If you look at our data, 38 percent of our teachers are novice teachers, anywhere between their first and third year. However, about 39 percent have been teaching for seven years plus, and some of those teachers often have a bit more difficulty with that technology piece. We needed something simplified, something they could master quickly and use from here on out. That’s what Pear Deck provided us.
Let me share an example. I have this one reading teacher, and he is wonderful, lively and passionate about what he is teaching. But when we announced we were switching to virtual learning and Pear Deck, he expressed thoughts about retiring. There was just so much change happening all at once. We talked about how much our kids needed him, and he decided to give it a try with some modeling and support from his team leader and administrators. Let me tell you, about a month after us going virtual, I popped into his classroom, and he was maneuvering this program like no other. I was floored—in tears.
Now that we’re in a hybrid learning setting with 60 percent of our students attending remotely, we can’t function without Pear Deck. The teachers emailed me, frantic because their trial was ending, and they wanted to continue using the program. So when our new budget rolled over, my principal purchased the program.
How does Pear Deck support you in your role as an administrator?
My main concern as an administrator is how we are tracking student progress. It’s great that you’re teaching, but how are you monitoring for understanding and mastery? There has to be some type of checkpoint. You can’t just teach with a PowerPoint and think that your kids are getting it.
With Pear Deck’s Teacher Dashboard, you can see that the kids are completing problems and answering questions, whether working synchronously or asynchronously. You can also see when they’re not so that you can redirect them. When it came to bridging that gap and getting students engaged with virtual content and instruction, Pear Deck was the key. It gave us that opportunity to redefine what those instructional practices would look like now that we are in this virtual world.
What other positive impacts have you observed since the move to virtual instruction?
Because of Pear Deck, we didn’t lose much ground with our kids.

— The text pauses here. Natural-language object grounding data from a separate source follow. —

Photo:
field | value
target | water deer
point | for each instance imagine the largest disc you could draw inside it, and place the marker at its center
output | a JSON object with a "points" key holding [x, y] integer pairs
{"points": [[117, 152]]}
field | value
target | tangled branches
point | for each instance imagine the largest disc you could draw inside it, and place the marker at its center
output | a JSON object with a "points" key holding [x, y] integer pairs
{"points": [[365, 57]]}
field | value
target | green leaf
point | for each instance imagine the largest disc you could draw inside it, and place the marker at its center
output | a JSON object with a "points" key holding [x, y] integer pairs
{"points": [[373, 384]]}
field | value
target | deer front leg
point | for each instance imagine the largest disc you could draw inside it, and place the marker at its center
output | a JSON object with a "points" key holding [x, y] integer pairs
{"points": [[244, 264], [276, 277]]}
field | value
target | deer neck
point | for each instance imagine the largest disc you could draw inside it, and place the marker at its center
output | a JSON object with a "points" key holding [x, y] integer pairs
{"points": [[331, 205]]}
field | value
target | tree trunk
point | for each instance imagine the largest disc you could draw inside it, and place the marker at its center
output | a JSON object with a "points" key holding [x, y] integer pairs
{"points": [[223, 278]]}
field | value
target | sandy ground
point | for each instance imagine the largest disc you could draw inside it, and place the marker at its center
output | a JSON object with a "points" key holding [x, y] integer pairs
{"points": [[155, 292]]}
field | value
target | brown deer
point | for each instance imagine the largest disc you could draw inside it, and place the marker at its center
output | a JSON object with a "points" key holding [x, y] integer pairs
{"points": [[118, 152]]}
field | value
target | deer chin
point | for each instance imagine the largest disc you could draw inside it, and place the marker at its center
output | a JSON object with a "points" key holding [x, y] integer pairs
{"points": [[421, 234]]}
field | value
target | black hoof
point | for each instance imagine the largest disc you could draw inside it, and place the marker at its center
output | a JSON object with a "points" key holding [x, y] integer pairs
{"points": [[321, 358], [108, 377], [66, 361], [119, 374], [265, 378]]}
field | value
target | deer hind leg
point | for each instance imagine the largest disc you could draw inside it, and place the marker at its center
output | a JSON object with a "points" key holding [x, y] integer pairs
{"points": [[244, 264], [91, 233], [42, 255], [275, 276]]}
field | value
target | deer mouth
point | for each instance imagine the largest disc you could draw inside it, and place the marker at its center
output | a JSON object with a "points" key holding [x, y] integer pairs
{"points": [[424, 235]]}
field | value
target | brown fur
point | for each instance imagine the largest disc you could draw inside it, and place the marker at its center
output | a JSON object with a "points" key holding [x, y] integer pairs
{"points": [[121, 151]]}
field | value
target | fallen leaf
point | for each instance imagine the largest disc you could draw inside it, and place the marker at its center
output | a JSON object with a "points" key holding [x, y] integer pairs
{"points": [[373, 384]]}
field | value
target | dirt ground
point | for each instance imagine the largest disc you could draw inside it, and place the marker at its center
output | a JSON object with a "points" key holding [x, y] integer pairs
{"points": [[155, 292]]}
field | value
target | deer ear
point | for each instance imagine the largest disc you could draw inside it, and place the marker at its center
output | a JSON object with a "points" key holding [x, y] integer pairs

We continue to effectively use strategies and best practices that we know work with our kids. It’s been essential. It’s what helped us increase student engagement and continue with instruction during this shift in education. It gives the students a voice in a virtual world.
Our ELA and reading teachers use Pear Deck with fidelity. For literacy, especially, we use strategies such as marking the text. The kids can circle key vocabulary and underline textual pieces of evidence. They can annotate on the side of the text. That’s exactly what they would be doing in the classroom if they had the paper in front of them. Now we’re virtual, but they can still do that and have those same skills reinforced. It looks different, but there is no loss. The students surprisingly prefer to do it online anyway.
It empowers teachers with a tool that helps them become highly effective in the classroom. They can deliver clear, concise instruction using best practices like guided instruction and independent practice with students. Then, you have this data sitting there, and you can’t ignore it. If the kids responded to a problem or set of questions, and 50 or 60 percent got it wrong, the teacher knows, “I need to stop and go back over this.”
You can have that in this virtual world with Pear Deck. It’s user-friendly, and anyone from a novice teacher to a veteran teacher can use it.